You’ve mentioned the word America several times in your description so far. A few days ago, the New York Times ran the full text of the Langston Hughes poem I, Too, Sing America. We understand that this museum is to affirm the beauty, the strength, the talent in the African-American community and in the African-American experience. But it sounds like you are suggesting that this museum is not just for African-Americans.
It was never envisioned as, it was never the mission of Lonnie Bunche, as the Museum Director in the Smithsonian, to be just the story of African Americans, because that’s not possible…because the African American story IS the American story. And so, to quote Lonnie Bunche, he is always…the Executive Director of the Museum, Lonnie Bunche has always said, ‘This is the American story told through the African American lens.” And you know, I think when people experience this for the first time…you know, this museum is going to educate a lot of people who may be ignorant about African-American culture and history and contribution, and I think once you allow yourself to be immersed in the content and the stories of this museum, you begin to see there’s no way– the two are inextricable. There’s no way to extract African Americans from American culture.
And the climate in the country today, me have described as divided or divisive, even. I’m wondering in this climate, in particular, how it feels to you personally to have been part of something like this. Personally, what does it mean to you to have been a part of making this monumental and historic place for all Americans?
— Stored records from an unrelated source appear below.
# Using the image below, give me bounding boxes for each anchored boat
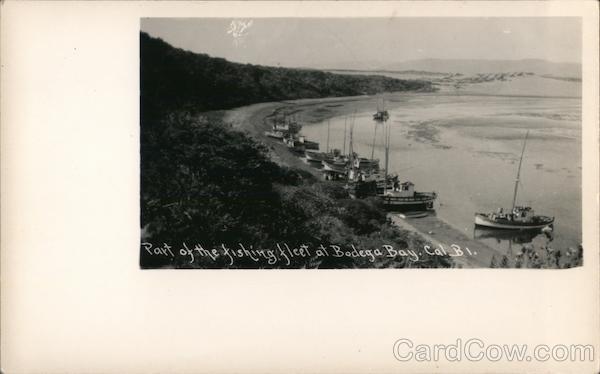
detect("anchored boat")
[475,131,554,230]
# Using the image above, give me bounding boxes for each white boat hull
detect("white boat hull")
[475,214,554,230]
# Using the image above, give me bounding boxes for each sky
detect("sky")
[141,17,581,69]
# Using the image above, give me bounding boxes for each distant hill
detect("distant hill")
[140,32,432,119]
[379,59,581,78]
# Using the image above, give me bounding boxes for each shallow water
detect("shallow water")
[302,94,581,262]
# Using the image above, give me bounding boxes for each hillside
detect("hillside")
[140,32,432,120]
[140,34,452,269]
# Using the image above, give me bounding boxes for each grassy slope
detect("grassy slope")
[140,34,450,268]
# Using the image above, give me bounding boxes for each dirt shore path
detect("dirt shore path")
[223,96,496,268]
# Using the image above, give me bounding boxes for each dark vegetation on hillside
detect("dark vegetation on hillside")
[140,32,432,117]
[140,34,450,268]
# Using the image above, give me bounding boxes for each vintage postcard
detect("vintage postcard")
[140,16,585,269]
[0,0,600,374]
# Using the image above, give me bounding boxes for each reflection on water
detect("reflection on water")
[473,227,582,268]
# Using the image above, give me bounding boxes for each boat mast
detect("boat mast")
[326,120,329,153]
[342,117,348,155]
[371,122,377,160]
[511,130,529,212]
[348,112,356,178]
[383,121,390,195]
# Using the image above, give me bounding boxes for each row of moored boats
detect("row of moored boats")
[265,102,554,230]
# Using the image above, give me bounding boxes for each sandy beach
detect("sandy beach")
[223,94,503,268]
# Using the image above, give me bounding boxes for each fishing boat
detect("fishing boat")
[373,99,390,122]
[376,120,437,210]
[475,131,554,230]
[265,131,285,140]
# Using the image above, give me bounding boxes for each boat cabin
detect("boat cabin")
[273,123,290,131]
[394,181,415,197]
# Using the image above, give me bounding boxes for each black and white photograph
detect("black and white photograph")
[140,17,584,269]
[0,0,600,374]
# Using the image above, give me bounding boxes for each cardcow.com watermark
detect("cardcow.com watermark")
[394,338,596,362]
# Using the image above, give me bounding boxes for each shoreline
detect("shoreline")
[222,92,503,268]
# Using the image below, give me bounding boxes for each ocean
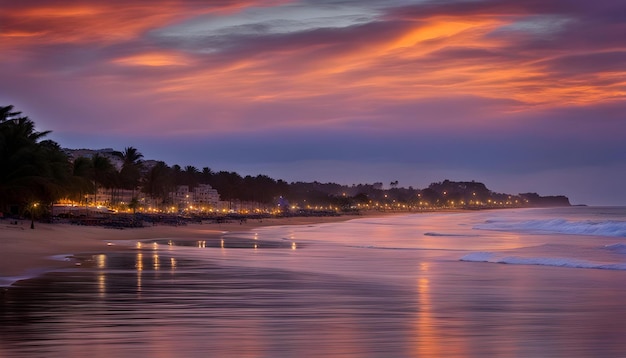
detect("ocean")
[0,207,626,358]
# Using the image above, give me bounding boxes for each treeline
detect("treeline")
[0,106,569,215]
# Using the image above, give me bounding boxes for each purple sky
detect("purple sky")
[0,0,626,205]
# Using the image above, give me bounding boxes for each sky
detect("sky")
[0,0,626,205]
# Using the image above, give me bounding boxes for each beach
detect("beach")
[0,207,626,358]
[0,212,370,284]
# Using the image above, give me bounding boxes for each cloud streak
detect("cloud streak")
[0,0,626,204]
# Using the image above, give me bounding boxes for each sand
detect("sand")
[0,212,376,286]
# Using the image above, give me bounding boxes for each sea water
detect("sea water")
[0,207,626,358]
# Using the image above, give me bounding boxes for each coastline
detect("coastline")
[0,212,400,288]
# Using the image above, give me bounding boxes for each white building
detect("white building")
[193,184,220,207]
[172,184,220,210]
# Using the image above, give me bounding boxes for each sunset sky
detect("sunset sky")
[0,0,626,205]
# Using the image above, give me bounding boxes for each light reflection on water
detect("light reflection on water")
[0,208,626,357]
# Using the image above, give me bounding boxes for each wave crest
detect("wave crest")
[474,219,626,237]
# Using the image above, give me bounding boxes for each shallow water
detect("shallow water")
[0,208,626,358]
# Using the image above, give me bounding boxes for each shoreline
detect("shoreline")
[0,212,404,290]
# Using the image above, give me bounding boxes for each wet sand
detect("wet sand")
[0,212,380,282]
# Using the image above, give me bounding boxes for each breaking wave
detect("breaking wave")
[460,249,626,270]
[474,219,626,237]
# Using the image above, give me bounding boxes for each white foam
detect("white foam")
[474,219,626,237]
[604,243,626,255]
[460,252,626,270]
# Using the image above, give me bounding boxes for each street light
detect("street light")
[30,203,39,229]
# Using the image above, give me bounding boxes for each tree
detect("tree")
[91,153,115,204]
[116,147,143,196]
[142,162,174,208]
[0,106,71,215]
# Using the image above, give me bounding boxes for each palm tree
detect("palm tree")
[116,147,143,197]
[91,153,115,204]
[68,157,94,204]
[0,106,70,214]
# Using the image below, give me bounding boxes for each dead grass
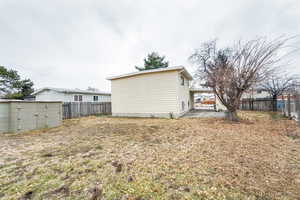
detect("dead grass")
[0,112,300,200]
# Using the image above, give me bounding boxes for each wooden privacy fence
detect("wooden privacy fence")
[62,102,111,119]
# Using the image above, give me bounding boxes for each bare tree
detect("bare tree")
[190,38,287,121]
[260,74,299,111]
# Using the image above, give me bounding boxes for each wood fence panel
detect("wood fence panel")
[62,102,111,119]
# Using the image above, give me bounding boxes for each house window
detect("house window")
[180,76,184,85]
[181,101,185,110]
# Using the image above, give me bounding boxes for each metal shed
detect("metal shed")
[0,100,62,133]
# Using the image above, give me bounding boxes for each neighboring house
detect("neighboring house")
[33,87,111,102]
[242,88,270,99]
[107,66,193,118]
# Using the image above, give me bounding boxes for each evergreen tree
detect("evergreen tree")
[0,66,34,99]
[135,52,169,71]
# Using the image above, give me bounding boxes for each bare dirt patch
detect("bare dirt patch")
[0,112,300,200]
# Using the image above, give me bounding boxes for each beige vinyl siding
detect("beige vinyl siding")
[177,73,191,115]
[111,71,179,117]
[0,103,10,133]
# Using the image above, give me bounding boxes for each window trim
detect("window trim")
[180,75,184,86]
[93,95,99,101]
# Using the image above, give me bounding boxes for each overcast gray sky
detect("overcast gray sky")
[0,0,300,91]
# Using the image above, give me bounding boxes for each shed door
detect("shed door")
[36,103,48,129]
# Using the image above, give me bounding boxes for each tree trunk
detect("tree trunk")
[227,110,239,122]
[272,95,277,112]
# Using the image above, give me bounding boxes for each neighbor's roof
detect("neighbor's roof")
[106,66,193,80]
[32,87,110,95]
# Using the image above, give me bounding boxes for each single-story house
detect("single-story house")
[242,88,270,99]
[33,87,111,102]
[107,66,226,118]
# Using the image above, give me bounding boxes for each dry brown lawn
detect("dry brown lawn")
[0,112,300,200]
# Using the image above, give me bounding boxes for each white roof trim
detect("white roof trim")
[106,66,193,80]
[32,87,111,95]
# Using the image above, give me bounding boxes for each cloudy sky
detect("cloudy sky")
[0,0,300,91]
Personally, it’s, you know, truly this has been an amazing journey. I feel blessed and humbled. I’m blessed by the existence of this building and contents. I’m extremely grateful for the wonderful people I’ve worked with and the relationships we’ve built, you know, through the eight years of working on this. But moreso, as an African American, as a female, and as a female in a profession that has such a dearth of women—and African American women, I feel blessed to have been a part of it. It’s been a unique experience. And I feel like finally now, in America, I personally have gone through this so I know that others feel there’s now an opportunity to discuss, to begin a conversation around culture and race and diversity. And these are the things that are going to help in some way to heal a lot of what is going on in what we see in cities like Charlotte and recent uprising and racial tension. I think it’s going to go a long way to begin that conversation that can lead to healing.